Son sözümüz de, ilimizdeki iş güvenliği ile illerde bir birimi bulunmayan Çalışma ve Sosyal Güvenlik Bakanlığı’na… Karabük’te iş güvenliğinden kim sorumlu diye araştırırken, SGK Müdürümüz ile ve İş Kur Müdürümüz ile konuştum. Edindiğim bilgilere göre, ilimizde iş güvenliği ile ilgili devletin denetleyici bir mekanizması yok. Bir şikayet halinde, buradaki SGK ya da İş Kur Ankara’ya bildiriyor, Ankara’dan müfettişler geliyor. Karabük gibi binlerce ağır sanayi işçisinin çalıştığı bir ilde, Ankara’dan gelip denetim yapmakla bu işler olmaz. Hele hele, iş güvenliğini, insan canı umurunda bile olmayan bir takım ticari kuruluşların inisiyatifine bırakmak hiç olmaz. Olursa, sonuç böyle olur. Sık sık ölümlü kazalar olur, biz de haber yapmak zorunda kalırız.
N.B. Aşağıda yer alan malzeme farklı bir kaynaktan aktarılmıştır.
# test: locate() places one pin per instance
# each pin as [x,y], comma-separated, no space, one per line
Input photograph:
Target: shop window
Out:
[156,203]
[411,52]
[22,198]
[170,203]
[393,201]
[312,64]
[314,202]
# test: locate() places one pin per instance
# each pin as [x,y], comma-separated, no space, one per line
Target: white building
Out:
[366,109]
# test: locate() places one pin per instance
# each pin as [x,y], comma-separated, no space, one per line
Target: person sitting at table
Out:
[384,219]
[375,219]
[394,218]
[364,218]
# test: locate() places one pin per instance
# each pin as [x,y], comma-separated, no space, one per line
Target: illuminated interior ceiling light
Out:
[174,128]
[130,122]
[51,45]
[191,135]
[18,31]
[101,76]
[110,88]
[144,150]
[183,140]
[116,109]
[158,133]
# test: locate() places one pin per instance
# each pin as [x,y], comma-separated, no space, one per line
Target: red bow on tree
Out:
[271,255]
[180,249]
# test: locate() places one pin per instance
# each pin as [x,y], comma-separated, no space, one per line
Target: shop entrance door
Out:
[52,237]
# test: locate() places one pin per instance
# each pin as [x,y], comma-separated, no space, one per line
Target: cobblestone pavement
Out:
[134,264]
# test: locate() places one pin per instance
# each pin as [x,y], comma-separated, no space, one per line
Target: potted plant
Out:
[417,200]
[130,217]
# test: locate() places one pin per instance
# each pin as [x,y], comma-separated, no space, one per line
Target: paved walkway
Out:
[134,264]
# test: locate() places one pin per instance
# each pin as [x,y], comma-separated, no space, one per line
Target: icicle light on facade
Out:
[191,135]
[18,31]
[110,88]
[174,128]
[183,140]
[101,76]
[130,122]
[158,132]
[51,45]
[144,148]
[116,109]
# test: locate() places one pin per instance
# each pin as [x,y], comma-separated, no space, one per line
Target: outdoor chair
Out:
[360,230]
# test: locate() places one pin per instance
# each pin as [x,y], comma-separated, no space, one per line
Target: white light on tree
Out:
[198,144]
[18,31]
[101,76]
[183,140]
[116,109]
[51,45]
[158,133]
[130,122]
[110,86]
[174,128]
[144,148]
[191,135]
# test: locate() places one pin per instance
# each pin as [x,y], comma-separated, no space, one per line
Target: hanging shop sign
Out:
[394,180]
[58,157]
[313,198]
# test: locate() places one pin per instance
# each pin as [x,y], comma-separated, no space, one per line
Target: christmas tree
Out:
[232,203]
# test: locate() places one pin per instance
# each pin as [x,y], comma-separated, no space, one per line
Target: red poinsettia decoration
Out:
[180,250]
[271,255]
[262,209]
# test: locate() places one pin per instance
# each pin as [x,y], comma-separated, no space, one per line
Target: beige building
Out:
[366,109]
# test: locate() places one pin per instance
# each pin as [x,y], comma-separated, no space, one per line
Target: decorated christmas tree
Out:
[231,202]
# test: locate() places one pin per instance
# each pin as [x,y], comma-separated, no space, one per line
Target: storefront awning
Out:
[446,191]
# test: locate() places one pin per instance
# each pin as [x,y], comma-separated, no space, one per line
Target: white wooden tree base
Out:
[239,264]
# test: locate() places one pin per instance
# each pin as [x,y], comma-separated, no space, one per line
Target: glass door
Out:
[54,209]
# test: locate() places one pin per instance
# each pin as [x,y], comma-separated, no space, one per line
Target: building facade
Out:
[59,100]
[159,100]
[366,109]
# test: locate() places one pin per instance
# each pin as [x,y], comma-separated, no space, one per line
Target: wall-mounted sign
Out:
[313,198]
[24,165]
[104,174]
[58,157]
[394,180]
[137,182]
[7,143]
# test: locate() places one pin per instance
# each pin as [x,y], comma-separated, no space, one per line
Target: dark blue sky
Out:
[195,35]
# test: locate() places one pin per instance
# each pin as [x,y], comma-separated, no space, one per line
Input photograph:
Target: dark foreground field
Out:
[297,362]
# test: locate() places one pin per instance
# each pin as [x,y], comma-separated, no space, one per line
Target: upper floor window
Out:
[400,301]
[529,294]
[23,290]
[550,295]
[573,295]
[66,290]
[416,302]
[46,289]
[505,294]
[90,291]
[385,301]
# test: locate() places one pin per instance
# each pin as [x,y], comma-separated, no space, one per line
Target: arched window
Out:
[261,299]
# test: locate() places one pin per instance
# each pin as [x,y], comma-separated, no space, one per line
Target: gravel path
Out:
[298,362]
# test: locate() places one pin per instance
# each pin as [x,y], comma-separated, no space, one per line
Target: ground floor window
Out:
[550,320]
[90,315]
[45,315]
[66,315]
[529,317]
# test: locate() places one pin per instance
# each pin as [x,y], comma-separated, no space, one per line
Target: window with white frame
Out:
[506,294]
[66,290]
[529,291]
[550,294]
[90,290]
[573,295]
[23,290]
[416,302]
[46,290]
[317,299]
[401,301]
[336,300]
Biz haber yaparken, yüreğimiz parçalanır. Kamuoyu izlerken gözyaşları döker. Yazıktır, günahtır, ayıptır. Acil tedbirler alınması şarttır.
İŞ YERLERİNDE İŞ GÜVENLİĞİ EĞİTİMİ DİYE BİR ŞEY YOK. İŞÇİLERE İŞ GÜVENLİĞİ PERSONELİ SADECE EĞİTİM ALMADAN FORM İMZALATILIR. İŞÇİ TECRÜBELİ İŞÇİLERDEN YA DA USTABAŞINDAN YALAN YANLIŞ NE GÖRÜRSE ONU YAPAR.